National Institutes of Health (NIH), Bethesda, Maryland, US

Talk

A new paradigm for catalysis of nucleotidyl-transfer reactions

Enzyme catalysis has been studied for over a century. How it actually occurs has
not been visualized until recently. By combining in crystallo catalysis with X-ray
diffraction analysis of reaction intermediates, we have observed the processes of
DNA synthesis and RNA at unprecendented atomic detail. Contrary to the
canonical view that enzyme-substrate complexes and transition states have
identical atomic composition and catalysis occurs by a two-metal-ion mechanism,
we have discovered that it is essential for a third divalent cation to be captured en
route to product formation. Unlike the canonical two metal ions, which are
coordinated by DNA polymerases and nucleases, this third metal ion is free of
enzyme coordination and is liganded by nucleic acid substrate/product only. Its
location between the α- and β-phosphates of dNTP in the case of DNA synthesis
suggests that the third metal ion may drive phosphoryltransfer from the leaving
group opposite to the 3´-OH nucleophile. Experimental data indicate that binding
of the third metal ion may be the rate-limiting step in DNA synthesis, and the free
energy associated with metal-ion binding can overcome the activation barrier to
the DNA synthesis reaction.

About Wei Yang

Wei Yang is a structural biologist specializing in studies of DNA replication, repair and recombination. She has been a senior scientist in the Laboratory of Molecular Biology of the National Institute of Diabetes and Digestive and Kidney Diseases, National Institutes of Health, since 1995. She was born in Shanghai, China and is a naturalized US citizen. She began her undergraduate studies of biochemistry at Fudan University in Shanghai before transferring to SUNY at Stony Brook to complete her B.A. degree. She received her Ph.D. in Biochemistry and Molecular Biophysics from Columbia University and held postdoctoral fellowships both at Columbia and Yale Universities. She received the Dorothy Crowfoot Hodgkin Award from the Protein Society in 2011 and Mildred Cohn Award in Biological Chemistry from ASBMB in 2017. She has been an elected member of the National Academy of Sciences (NAS) since 2013 and the American Academy of Arts and Sciences (AAAS) since 2015.

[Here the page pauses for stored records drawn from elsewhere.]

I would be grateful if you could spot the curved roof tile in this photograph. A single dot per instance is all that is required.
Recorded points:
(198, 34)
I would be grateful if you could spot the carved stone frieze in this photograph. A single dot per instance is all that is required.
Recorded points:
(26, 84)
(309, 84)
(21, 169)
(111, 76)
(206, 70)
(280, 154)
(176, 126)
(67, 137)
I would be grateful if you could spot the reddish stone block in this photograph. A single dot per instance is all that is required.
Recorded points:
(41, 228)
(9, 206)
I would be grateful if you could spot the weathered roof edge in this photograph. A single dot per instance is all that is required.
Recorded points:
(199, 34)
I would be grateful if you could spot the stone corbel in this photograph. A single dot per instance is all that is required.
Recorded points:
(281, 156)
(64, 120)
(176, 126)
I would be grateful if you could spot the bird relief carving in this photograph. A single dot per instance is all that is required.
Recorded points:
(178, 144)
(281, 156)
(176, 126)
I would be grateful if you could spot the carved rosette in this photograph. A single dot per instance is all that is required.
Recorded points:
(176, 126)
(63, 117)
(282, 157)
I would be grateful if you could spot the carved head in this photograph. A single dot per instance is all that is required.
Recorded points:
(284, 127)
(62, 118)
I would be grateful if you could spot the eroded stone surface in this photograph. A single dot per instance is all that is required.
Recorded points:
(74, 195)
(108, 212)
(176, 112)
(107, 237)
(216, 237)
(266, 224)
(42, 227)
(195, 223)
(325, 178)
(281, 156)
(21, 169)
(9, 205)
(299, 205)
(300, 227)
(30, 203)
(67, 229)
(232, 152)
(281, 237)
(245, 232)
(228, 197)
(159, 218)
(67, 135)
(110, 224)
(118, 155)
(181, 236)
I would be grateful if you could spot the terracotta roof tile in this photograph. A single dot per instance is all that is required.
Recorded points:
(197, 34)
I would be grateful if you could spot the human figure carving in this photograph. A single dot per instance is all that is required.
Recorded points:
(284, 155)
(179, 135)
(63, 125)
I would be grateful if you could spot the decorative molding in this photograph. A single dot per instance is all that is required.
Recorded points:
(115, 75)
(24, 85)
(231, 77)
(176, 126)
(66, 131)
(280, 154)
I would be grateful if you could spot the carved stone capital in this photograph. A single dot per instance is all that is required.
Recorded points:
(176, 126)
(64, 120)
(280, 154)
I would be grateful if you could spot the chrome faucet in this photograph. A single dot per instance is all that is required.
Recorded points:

Dr. Yang’s current research centers on understanding the molecular mechanisms of DNA replication, repair and recombination with a focus on translesion DNA synthesis, genetic rearrangement and mismatch and nucleotide excision repair of damaged DNA. Her studies employ a multifaceted approach for analyzing the structures and activities of protein and nucleic acid molecules, including X-ray crystallography, electron microscopy, molecular biology, enzymology, and protein and nucleic acid chemistry. She has shown how different repair processes and directional motions are coupled to the energy supply of the cell, and how lesions in DNA can be avoided and bypassed by specialized synthetic enzymes. Her research group has described how the substrate specificity of many enzymes is determined by a stringent requirement for a pair of metal ions held in a particular conformation. Recently her team made use of crystallographic techniques to obtain the first atomic-resolution and time-resolved picture of DNA synthesis, discovering transiently associated metal ions that are essential for the addition of each new nucleotide unit.